Failure to Notify Physician of Resident’s Significant Change in Condition Leading to Hospitalization for Sepsis
Penalty
Summary
The deficiency involves the facility’s failure to notify the physician of a resident’s significant change in condition despite multiple abnormal findings and behavioral changes. The resident had intact cognition, was care planned for potential infection related to urinary incontinence, and was described as alert, oriented, and independent in decision-making. Over several days, progress notes documented new hallucinations, delusions, crying, and verbal outbursts, including statements about murdering her babies and fears about her babies being taken away. The IDT discussed these behaviors and noted hallucinations. Concurrently, the resident reported vomiting all night, severe pain, and feeling unable to move. Vital signs showed repeated fevers, including temperatures over 101°F and up to 103.2°F, along with tachycardia over 100 bpm. The resident also experienced incontinent diarrhea, generalized pain, fatigue, refusal of medications, and poor oral intake.
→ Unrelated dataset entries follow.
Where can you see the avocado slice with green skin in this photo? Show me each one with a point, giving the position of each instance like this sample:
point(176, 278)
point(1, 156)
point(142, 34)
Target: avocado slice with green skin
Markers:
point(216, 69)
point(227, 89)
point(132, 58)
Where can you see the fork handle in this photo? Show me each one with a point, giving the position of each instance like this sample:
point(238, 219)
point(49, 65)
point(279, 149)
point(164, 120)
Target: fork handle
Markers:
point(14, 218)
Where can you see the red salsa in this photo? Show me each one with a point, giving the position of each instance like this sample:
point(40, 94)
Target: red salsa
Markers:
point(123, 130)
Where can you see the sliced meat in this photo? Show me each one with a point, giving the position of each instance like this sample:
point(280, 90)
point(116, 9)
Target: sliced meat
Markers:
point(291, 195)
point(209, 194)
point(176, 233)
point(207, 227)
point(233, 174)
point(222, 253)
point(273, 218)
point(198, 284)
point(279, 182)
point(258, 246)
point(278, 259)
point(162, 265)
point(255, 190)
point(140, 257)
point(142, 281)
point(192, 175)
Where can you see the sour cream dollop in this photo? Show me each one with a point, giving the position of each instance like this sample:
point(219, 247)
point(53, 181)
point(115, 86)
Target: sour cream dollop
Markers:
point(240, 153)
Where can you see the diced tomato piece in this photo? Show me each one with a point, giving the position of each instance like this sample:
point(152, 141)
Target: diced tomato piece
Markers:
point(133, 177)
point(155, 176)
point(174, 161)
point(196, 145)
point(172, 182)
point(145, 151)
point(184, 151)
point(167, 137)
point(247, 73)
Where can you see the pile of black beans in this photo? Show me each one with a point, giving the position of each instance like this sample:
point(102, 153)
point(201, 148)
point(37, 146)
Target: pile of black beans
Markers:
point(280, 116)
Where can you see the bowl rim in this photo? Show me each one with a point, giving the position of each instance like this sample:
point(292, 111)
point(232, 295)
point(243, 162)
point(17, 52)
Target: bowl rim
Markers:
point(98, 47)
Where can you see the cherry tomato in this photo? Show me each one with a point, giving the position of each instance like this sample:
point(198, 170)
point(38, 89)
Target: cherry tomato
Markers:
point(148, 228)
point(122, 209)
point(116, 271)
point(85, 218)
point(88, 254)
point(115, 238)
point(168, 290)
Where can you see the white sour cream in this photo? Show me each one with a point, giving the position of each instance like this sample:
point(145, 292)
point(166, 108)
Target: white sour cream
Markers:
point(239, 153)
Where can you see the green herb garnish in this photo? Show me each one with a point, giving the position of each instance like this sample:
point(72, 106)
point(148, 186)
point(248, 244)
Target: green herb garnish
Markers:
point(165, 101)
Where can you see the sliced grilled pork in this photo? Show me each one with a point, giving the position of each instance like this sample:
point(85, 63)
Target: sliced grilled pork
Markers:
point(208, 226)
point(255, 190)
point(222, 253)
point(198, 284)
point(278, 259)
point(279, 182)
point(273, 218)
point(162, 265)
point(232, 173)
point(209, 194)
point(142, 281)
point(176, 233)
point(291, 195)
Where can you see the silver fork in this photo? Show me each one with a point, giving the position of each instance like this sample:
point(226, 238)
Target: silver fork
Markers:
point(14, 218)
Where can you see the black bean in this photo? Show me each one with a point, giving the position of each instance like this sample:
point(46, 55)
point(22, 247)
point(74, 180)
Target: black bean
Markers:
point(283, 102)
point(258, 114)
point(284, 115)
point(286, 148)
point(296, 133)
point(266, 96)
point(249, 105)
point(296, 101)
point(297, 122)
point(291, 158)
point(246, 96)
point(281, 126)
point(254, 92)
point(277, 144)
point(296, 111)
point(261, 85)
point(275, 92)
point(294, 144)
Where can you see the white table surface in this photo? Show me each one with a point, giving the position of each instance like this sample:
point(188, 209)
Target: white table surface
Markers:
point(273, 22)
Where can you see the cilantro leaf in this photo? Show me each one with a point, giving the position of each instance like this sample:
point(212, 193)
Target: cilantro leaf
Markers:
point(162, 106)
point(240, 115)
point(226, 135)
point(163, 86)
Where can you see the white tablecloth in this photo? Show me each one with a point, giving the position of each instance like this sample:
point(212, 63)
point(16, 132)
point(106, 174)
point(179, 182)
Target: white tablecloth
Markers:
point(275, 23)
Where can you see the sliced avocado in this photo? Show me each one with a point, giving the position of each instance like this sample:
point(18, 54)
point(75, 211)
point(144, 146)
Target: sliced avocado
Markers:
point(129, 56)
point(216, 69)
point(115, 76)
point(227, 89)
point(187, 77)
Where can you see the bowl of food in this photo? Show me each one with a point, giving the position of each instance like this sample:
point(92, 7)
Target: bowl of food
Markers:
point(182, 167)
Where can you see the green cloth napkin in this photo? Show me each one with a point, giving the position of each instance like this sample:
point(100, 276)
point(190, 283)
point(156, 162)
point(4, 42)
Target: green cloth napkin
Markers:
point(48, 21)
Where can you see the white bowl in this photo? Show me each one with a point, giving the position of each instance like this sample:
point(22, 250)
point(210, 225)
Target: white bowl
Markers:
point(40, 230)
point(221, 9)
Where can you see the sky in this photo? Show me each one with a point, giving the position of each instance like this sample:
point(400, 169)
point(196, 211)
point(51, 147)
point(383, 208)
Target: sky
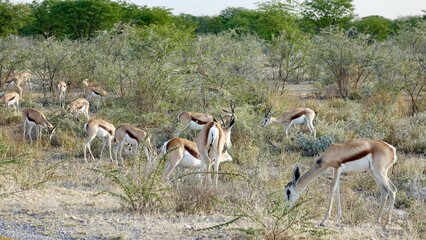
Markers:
point(386, 8)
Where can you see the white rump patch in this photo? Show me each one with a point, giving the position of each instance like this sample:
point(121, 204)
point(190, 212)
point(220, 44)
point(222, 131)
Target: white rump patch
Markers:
point(195, 126)
point(299, 120)
point(360, 165)
point(190, 161)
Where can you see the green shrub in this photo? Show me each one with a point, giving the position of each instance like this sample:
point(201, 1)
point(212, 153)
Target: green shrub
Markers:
point(310, 146)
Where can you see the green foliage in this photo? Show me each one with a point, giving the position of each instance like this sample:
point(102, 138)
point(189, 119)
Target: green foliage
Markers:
point(377, 27)
point(12, 17)
point(144, 16)
point(348, 60)
point(140, 189)
point(311, 146)
point(73, 19)
point(321, 14)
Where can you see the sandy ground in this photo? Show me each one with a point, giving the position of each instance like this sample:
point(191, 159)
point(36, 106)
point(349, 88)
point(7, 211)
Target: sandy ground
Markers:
point(55, 212)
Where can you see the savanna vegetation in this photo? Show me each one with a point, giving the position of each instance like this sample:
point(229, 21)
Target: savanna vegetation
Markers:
point(365, 78)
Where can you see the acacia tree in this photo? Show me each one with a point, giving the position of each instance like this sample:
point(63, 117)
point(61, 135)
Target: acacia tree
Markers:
point(320, 14)
point(289, 51)
point(349, 60)
point(411, 64)
point(378, 27)
point(226, 66)
point(72, 19)
point(49, 59)
point(13, 17)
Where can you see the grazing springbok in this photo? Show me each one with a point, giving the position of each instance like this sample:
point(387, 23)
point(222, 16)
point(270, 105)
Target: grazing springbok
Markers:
point(92, 91)
point(353, 156)
point(98, 128)
point(61, 91)
point(196, 121)
point(78, 106)
point(182, 152)
point(135, 136)
point(36, 118)
point(295, 116)
point(213, 141)
point(10, 99)
point(17, 79)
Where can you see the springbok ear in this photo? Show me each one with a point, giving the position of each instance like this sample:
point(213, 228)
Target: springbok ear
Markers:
point(296, 174)
point(232, 122)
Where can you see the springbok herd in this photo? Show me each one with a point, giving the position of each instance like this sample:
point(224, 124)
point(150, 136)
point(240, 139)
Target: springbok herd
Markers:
point(213, 142)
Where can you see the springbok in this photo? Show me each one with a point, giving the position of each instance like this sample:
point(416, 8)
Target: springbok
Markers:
point(36, 118)
point(182, 152)
point(213, 141)
point(61, 90)
point(78, 106)
point(98, 128)
point(10, 99)
point(135, 136)
point(92, 91)
point(196, 121)
point(353, 156)
point(295, 116)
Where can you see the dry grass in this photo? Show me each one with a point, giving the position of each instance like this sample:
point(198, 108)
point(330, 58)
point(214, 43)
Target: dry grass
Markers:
point(50, 187)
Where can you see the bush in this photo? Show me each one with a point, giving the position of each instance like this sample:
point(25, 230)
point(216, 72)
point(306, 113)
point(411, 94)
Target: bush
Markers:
point(310, 146)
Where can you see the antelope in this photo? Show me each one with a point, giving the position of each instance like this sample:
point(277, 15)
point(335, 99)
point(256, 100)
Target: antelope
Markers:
point(355, 155)
point(182, 152)
point(135, 136)
point(10, 98)
point(214, 141)
point(98, 128)
point(196, 121)
point(36, 118)
point(92, 91)
point(61, 89)
point(295, 116)
point(78, 106)
point(17, 79)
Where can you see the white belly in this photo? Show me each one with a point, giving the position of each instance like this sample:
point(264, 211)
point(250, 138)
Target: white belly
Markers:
point(102, 132)
point(195, 126)
point(299, 120)
point(12, 102)
point(130, 140)
point(360, 165)
point(31, 123)
point(95, 95)
point(189, 161)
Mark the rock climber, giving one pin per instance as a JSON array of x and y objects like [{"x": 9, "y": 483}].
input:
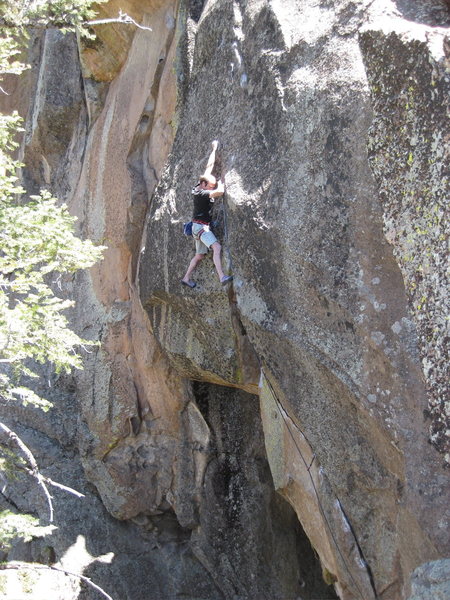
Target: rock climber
[{"x": 203, "y": 195}]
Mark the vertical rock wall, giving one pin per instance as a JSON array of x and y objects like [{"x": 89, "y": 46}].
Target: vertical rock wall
[{"x": 332, "y": 130}]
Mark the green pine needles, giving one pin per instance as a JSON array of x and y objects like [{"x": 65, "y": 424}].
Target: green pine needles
[{"x": 38, "y": 244}]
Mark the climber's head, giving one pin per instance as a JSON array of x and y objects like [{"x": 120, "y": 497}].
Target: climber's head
[{"x": 208, "y": 182}]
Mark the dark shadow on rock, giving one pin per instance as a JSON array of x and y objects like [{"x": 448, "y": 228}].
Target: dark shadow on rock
[{"x": 428, "y": 12}]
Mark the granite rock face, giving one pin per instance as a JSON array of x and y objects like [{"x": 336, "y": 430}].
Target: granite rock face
[{"x": 270, "y": 439}]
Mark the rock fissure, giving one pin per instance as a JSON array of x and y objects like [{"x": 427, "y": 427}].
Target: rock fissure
[{"x": 333, "y": 141}]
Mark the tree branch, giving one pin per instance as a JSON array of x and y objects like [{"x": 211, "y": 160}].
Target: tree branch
[
  {"x": 20, "y": 565},
  {"x": 122, "y": 18},
  {"x": 32, "y": 462}
]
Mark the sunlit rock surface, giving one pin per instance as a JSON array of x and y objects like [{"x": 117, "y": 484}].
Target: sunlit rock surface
[{"x": 270, "y": 439}]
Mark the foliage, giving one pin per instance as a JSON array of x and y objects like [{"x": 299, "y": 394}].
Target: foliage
[
  {"x": 25, "y": 526},
  {"x": 37, "y": 241},
  {"x": 67, "y": 15}
]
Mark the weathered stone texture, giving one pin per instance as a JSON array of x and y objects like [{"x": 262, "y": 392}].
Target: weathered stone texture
[{"x": 333, "y": 131}]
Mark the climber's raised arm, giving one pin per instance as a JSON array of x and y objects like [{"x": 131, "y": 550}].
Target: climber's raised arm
[{"x": 211, "y": 160}]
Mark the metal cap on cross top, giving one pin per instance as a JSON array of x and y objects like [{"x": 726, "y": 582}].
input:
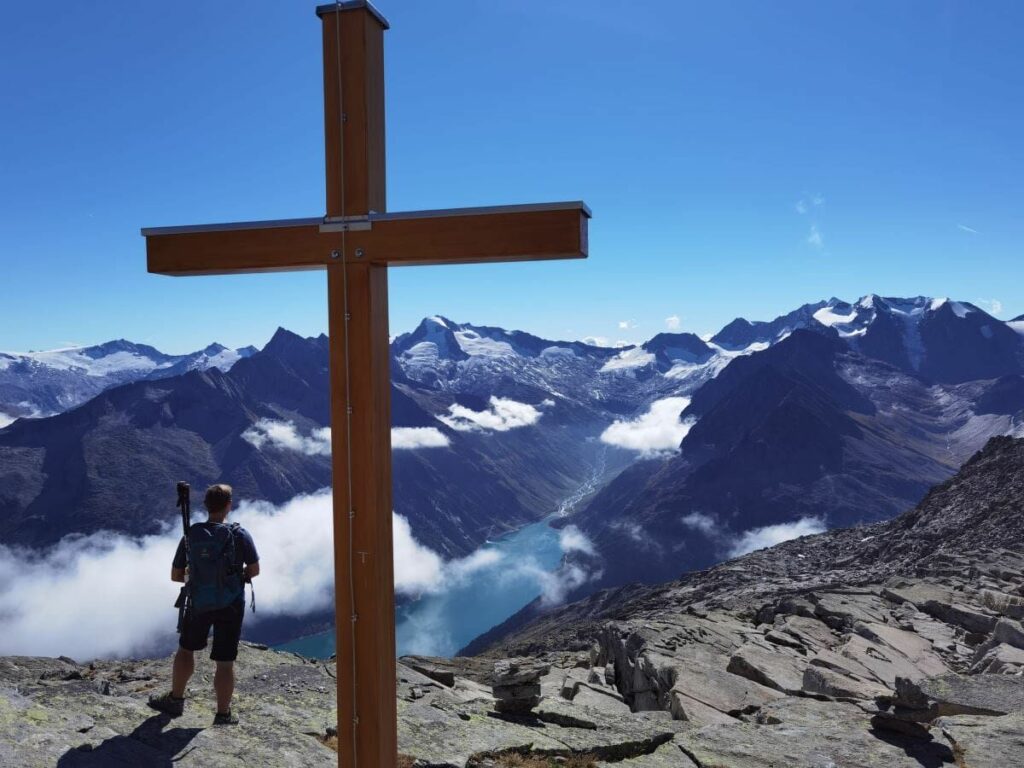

Despite these documented changes—abnormal vital signs, new behavioral and neurological symptoms, worsening pain, and functional decline—there was no evidence that staff notified the attending physician of the change in condition, even though the care plan directed staff to update the provider as needed and facility policy required provider notification for significant changes and abnormal findings. The IDT noted the resident’s fevers and behaviors and planned to assess and contact the provider “if necessary,” but the physician later confirmed that staff had not contacted her when the resident developed a fever and other symptoms. The resident was eventually noted to be shivering, pale with a grey hue, with dark circles under her eyes, reporting pain all over and not feeling well, at which point an ambulance was called and she was sent to the ED, where she was diagnosed with sepsis due to E. coli with acute organ dysfunction, septic shock, UTI secondary to an obstructing ureteral stone, and acute kidney injury. The physician and another MD interviewed both stated that they had not been notified of the change in condition and that they should have been contacted when the resident developed a fever.